Hi, I am analyzing a data set with expression value of genes in the following conditions: cells with and without drug treatment at 3 different temperature(T): Control-T50 x3, Treatment-T53 x3, Control-T53 x3, Treatment-T53 x3, Control-T57 x3, Treatment-T57 x3. I processed the data using this pipeline: raw data > log2 transformation>median normalization for each temperature group (because temperature-dependent decrease of intensity is expected and needs to be preserved) >combine normalized samples back into one data table > limma DE analysis using one single factor matrix design (please see codes below). I then plotted log2FC of toptable output, but the logFC distribution of Treatment vs Control at T57 is very dispersed compared to other lower temperatures(see images attached). I've attached the logFC plots and intensity plots for non-normalized (raw) and median-normalized data set (please note the temperature-dependent decrease of intensity is expected).
My questions are (1) should I worry about this issue? (2) how can I fix this? I suspected the high variability of T57 samples but it doesn't seem so from the intensity plots. Any input would be appreciated, thanks very much. Please let me know if any other information I need to provide.
groups <- factor(groups, levels = c("ControlT50",
"TreatmentT50",
"ControlT53",
"TreatmentT53",
"ControlT57",
"TreatmentT57"
))
design <- model.matrix(~ 0 + groups)
colnames(design) <- gsub("groups", "", colnames(design))
rownames(design) <- colnames(limma_df)
fitall <- limma::lmFit(limma_df, design)
meanint <- apply(limma_df, 1, function (x) {mean(x, na.rm =T)})
fitall$Amean <- meanint
contrast.matrix <- makeContrasts(TreatmentT50-ControlT50,
TreatmentT53.5-ControlT53,
TreatmentT57-ControlT57,
levels=design)
fitall <- limma::contrasts.fit(fitall, contrast.matrix)
fitall_eb <- limma::eBayes(fitall, trend = T)
toptable <- data.frame()
for (i in 1:length(colnames(fitall_eb))) {
toptabdf <- limma::topTable(fitall_eb, coef = colnames(fitall_eb)[i],number = Inf, confint = T, adjust.method="BH")
toptabdf <- toptabdf %>% mutate (Comparison = colnames(fitall_eb)[i])
toptable <- rbind(toptable, toptabdf)
}
toptable %>%
ggplot( aes(x = logFC, y = Comparison, color = Comparison ) ) +
ggridges::geom_density_ridges()
*limma* version: 3.65.2
# include your problematic code here with any corresponding output
# please also include the results of running the following in an R session
sessionInfo( R version 4.3.1 (2023-06-16 ucrt)

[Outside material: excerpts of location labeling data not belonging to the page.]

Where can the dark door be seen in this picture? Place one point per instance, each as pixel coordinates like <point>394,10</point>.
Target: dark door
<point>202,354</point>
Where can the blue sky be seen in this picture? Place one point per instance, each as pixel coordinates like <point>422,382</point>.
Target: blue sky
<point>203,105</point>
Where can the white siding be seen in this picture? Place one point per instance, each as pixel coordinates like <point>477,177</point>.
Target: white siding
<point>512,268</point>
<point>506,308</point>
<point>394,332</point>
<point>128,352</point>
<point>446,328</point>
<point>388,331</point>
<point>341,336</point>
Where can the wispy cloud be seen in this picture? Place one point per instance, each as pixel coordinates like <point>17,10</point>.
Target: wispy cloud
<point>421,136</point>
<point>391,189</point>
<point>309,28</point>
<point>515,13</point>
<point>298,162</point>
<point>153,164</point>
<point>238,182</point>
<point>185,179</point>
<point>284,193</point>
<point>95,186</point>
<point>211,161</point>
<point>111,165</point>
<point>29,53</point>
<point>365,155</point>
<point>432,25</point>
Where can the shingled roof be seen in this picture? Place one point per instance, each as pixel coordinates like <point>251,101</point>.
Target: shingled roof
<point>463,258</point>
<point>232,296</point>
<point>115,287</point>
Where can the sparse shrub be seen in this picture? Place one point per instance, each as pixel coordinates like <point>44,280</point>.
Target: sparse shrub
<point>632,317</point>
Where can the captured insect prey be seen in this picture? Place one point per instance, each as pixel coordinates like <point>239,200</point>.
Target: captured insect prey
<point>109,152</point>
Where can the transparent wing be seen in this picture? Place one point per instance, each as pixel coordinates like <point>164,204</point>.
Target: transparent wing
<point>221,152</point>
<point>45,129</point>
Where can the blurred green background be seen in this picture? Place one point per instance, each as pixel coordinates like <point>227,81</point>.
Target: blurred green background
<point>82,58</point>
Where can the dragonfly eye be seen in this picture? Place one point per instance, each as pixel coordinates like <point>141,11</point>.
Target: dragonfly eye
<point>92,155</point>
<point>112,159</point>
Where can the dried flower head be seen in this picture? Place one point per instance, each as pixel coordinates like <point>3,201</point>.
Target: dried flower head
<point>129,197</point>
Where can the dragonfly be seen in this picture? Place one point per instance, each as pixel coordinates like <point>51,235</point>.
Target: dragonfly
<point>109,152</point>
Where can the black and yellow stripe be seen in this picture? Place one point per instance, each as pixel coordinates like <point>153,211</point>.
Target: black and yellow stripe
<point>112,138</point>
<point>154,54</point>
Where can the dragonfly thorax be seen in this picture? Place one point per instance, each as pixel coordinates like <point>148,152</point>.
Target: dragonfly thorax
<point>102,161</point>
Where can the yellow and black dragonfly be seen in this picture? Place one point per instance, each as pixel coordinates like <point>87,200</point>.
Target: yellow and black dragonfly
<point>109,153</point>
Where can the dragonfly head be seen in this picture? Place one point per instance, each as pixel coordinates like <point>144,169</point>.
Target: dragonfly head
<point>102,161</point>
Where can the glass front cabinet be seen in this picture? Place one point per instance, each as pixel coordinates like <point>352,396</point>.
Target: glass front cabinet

Platform: x86_64-w64-mingw32/x64 (64-bit)
Running under: Windows 10 x64 (build 17763))
Is this perhaps a thermal protein profiling experiment?
Yes, it is! I didn't explain it clearly in my 1st post. This isn't the classic way to design a thermal profiling experiment which typically uses a wide temperature range, but due to the limited multiplexing power of mass spectrometry proteomics, we are trading temperature points for more biological replicates. We are trying to find the optimal matrix design to answer the following questions: (1) what proteins show differential abundance in Treatment vs Control at one temperature? (2) how can we use the temperature to improve the differential expression results? For now, we are using the single-factor design and make contrasts of Treatment vs Control at each temperature (as said in my post, we also consider looking at the effect of temperature: e.g. (Treatment - Control at T57) - (Treatment - Control at T50)). But now we get ~2,000 hits at T57 of Treatment vs Control (adj.P < 0.1), but no hits at T53 and T50, that made me concerned of false positives at T57. I wonder if there are flaws in my analysis pipeline that inflates the hits. I've attached the Pvalue histogram of T57 TreatvsCon if that's helpful. Thank you very much for looking into this.